Health outcomes 3 months and 6 months after molnupiravir treatment for COVID-19 for people at higher risk in the community PANORAMIC: a randomised controlled trial
Harris et al — 128 authors

BACKGROUND
No randomised controlled trials have yet reported on the effectiveness of molnupiravir on longer term outcomes for COVID-19. The PANORAMIC trial found molnupiravir reduced time to recovery in acute COVID-19 over 28 days. We aimed to report the effect of molnupiravir treatment for COVID-19 on wellbeing, severe and persistent symptoms, new infections, health care and social service use, medication use, and time off work at 3 months and 6 months post-randomisation.

METHODS
This study is a follow-up to the main analysis, which was based on the first 28 days of follow-up and has been previously reported.
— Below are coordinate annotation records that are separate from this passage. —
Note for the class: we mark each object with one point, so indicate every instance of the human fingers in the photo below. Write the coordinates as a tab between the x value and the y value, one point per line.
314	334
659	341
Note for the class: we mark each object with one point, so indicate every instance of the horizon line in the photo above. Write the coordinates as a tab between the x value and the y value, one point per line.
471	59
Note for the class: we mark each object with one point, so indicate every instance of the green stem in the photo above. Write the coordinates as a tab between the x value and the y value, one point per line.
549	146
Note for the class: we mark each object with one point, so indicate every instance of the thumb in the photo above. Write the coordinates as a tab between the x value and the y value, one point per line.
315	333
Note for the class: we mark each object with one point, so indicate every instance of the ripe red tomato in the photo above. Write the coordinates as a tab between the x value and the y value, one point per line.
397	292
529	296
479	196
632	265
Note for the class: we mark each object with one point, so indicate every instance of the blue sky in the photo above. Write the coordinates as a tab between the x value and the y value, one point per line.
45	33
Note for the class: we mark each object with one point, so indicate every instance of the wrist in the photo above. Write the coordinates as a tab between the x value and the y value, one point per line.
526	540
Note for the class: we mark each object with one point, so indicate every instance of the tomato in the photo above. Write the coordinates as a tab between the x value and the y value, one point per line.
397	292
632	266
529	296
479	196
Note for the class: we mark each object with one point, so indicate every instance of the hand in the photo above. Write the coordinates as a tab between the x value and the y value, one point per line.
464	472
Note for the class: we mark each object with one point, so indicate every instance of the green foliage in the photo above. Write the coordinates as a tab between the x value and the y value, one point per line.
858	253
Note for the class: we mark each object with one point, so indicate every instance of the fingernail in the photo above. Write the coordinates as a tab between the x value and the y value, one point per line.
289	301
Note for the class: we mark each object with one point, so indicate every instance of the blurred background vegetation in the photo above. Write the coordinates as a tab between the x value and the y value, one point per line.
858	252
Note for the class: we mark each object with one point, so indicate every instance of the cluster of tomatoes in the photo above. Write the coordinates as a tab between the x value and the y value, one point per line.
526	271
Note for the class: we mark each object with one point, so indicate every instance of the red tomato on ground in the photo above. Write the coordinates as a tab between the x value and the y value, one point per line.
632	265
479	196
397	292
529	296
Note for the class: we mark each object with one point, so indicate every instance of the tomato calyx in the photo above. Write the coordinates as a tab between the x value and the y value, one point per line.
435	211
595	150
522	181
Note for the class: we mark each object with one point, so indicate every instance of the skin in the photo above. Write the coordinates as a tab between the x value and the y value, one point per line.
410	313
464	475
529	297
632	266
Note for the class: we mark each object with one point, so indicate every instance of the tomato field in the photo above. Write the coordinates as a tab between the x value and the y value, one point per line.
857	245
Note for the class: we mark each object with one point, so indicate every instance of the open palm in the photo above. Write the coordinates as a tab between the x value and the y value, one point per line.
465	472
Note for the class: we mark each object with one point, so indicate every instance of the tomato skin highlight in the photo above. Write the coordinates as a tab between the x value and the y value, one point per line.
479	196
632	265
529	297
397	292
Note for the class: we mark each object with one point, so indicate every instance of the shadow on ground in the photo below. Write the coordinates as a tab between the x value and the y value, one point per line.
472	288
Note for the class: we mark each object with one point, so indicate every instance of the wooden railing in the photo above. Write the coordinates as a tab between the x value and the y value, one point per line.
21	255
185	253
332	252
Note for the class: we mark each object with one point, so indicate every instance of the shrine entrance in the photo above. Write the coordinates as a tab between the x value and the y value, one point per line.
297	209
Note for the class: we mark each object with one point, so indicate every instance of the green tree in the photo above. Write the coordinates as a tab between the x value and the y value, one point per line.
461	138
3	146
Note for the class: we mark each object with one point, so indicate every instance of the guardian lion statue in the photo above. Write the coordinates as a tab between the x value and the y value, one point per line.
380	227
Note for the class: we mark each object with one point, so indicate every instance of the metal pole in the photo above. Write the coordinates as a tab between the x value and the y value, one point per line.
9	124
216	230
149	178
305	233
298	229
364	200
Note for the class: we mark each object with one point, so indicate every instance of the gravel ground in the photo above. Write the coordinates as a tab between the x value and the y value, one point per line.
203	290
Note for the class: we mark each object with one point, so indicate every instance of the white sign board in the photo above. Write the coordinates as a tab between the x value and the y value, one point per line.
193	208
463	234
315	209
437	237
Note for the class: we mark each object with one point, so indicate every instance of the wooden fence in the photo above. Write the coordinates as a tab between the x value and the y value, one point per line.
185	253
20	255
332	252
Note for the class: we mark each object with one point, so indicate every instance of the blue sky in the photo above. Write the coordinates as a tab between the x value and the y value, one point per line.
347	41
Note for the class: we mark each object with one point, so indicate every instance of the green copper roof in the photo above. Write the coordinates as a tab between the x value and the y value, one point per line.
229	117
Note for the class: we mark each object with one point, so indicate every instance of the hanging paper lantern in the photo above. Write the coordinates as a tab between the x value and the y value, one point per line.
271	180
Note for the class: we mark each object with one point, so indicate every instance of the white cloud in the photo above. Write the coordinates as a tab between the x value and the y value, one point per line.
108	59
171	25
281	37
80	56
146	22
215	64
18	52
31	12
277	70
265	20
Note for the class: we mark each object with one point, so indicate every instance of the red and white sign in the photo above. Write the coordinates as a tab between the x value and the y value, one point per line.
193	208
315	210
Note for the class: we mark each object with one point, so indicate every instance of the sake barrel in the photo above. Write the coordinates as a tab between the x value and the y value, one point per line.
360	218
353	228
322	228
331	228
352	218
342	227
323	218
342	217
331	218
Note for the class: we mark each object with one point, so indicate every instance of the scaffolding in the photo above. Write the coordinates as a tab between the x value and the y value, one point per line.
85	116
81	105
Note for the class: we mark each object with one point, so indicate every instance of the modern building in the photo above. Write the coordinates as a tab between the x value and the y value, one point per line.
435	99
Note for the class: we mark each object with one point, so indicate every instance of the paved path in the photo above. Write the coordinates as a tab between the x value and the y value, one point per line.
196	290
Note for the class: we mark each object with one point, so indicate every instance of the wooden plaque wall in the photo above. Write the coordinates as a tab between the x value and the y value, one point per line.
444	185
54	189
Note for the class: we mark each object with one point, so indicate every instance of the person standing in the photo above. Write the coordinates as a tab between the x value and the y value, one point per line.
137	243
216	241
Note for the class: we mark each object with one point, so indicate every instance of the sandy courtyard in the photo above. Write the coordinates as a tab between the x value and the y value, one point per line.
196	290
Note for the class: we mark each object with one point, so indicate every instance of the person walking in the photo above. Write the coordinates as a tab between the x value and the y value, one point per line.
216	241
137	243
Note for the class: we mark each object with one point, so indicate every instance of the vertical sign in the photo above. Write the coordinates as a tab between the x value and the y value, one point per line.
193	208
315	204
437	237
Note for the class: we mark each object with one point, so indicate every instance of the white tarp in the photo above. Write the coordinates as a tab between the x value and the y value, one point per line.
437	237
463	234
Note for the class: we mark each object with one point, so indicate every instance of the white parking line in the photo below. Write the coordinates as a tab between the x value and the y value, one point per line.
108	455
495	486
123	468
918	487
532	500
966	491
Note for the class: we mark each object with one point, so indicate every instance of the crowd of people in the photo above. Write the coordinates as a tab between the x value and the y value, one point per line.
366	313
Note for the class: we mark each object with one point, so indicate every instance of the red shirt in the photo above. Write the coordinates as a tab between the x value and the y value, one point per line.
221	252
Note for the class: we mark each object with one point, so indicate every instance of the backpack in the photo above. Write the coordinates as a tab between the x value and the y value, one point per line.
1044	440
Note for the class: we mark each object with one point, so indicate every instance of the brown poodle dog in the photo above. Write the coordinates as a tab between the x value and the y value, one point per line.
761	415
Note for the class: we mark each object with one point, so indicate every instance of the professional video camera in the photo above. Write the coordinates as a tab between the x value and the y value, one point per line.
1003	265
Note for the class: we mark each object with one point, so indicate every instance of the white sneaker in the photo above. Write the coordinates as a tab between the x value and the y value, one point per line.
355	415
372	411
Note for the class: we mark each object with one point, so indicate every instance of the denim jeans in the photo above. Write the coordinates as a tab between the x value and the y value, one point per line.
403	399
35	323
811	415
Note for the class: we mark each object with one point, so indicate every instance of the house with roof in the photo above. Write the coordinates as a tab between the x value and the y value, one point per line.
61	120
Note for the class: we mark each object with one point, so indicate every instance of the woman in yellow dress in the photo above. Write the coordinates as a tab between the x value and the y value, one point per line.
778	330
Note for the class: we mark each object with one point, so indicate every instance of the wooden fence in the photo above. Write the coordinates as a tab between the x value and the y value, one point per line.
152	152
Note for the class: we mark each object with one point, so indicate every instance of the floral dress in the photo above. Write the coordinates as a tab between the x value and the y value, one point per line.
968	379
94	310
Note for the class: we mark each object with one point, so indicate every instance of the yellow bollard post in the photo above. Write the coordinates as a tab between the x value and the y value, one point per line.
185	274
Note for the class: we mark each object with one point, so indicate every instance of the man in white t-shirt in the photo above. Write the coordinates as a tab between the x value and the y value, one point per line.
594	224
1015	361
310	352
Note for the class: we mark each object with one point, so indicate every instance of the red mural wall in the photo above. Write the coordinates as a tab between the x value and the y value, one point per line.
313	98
For this multicentre, primary care, open-label, multi-arm, prospective randomised controlled trial conducted in the UK, participants were eligible if aged at least 50 years, or at least 18 years with a comorbidity, and unwell 5 days or less with confirmed COVID-19 in the community.

PARTICIPANTS
were randomly assigned to the usual care group or molnupiravir group plus usual care (800 mg twice a day for 5 days), which was stratified by age (<50 years or ≥50 years) and vaccination status (at least one dose: yes or no). The primary outcome was hospitalisation or death (or both) at 28 days; all longer term outcomes were considered to be secondary outcomes and included self-reported ratings of wellness (on a scale of 0–10), experiencing any symptom (fever, cough, shortness of breath, fatigue, muscle ache, nausea and vomiting, diarrhoea, loss of smell or taste, headache, dizziness, abdominal pain, and generally feeling unwell) rated as severe (moderately bad or major problem) or persistent, any health and social care use, health-related quality of life (measured by the EQ-5D-5L), time off work or school, new infections, and hospitalisation.

FINDINGS
Between Dec 8, 2021, and April 27, 2022, 25 783 participants were randomly assigned to the molnupiravir plus usual care group (n=12 821) or usual care group (n=12 962). Long-term follow-up data were available for 23 008 (89·2%) of 25 784 participants with 11 778 (91·9%) of 12 821 participants in the molnupiravir plus usual care group and 11 230 (86·6%) of 12 963 in the usual care group. 22 806 (99·1%) of 23 008 had at least one previous dose of a SARS-CoV-2 vaccine. Any severe (3 months: adjusted risk difference –1·6% [–2·6% to –0·6%]; probability superiority [p(sup)]>0·99; number needed to treat [NNT] 62·5; 6 months: –1·9% [–2·9% to –0·9%]; p(sup)>0·99, NNT 52·6) or persistent symptoms (3 months: adjusted risk difference –2·1% [–2·9% to –1·5%]; p(sup)>0·99; NNT 47·6; 6 months: –2·5% [–3·3% to –1·6%]; p(sup)>0·99; NNT 40) were reduced in severity, and health-related quality of life (measured by the EQ-5D-5L) improved in the molnupiravir plus usual care group at 3 months and 6 months (3 months: adjusted mean difference 1·08 [0·65 to 1·53]; p(sup)>0·99; 6 months: 1·09 [0·63 to 1·55]; p(sup)>0·99). Ratings of wellness (3 months: adjusted mean difference 0·15 (0·11 to 0·19); p(sup)>0·99; 6 months: 0·12 (0·07 to 0·16); p(sup)>0·99), experiencing any more severe symptom (3 months; adjusted risk difference –1·6% [–2·6% to –0·6%]; p(sup)=0·99; 6 months: –1·9% [–2·9% to –0·9%]; p(sup)>0·99), and health-care use (3 months: adjusted risk difference –1·4% [–2·3% to –0·4%]; p(sup)>0·99; NNT 71·4; 6 months: –0·5% [–1·5% to 0·4%]; p(sup)>0·99; NNT 200) had high probabilities of superiority with molnupiravir treatment. There were significant differences in persistence of any symptom (910 [8·9%] of 10 190 vs 1027 [11%] of 9332, NNT 67) at 6 months, and reported time off work at 3 months (2017 [17·9%] of 11 274 vs 2385 [22·4%] of 10 628) and 6 months (460 [4·4%] of 10 562 vs 527 [5·4%] of 9846; NNT 100). There were no differences in hospitalisations at long-term follow-up.

INTERPRETATION
In a vaccinated population, people treated with molnupiravir for acute COVID-19 felt better, experienced fewer and less severe COVID-19 associated symptoms, accessed health care less often, and took less time off work at 6 months. However, the absolute differences in this open-label design are small with high numbers needed to treat.

FUNDING
UK Research and Innovation and National Institute for Health and Care Research.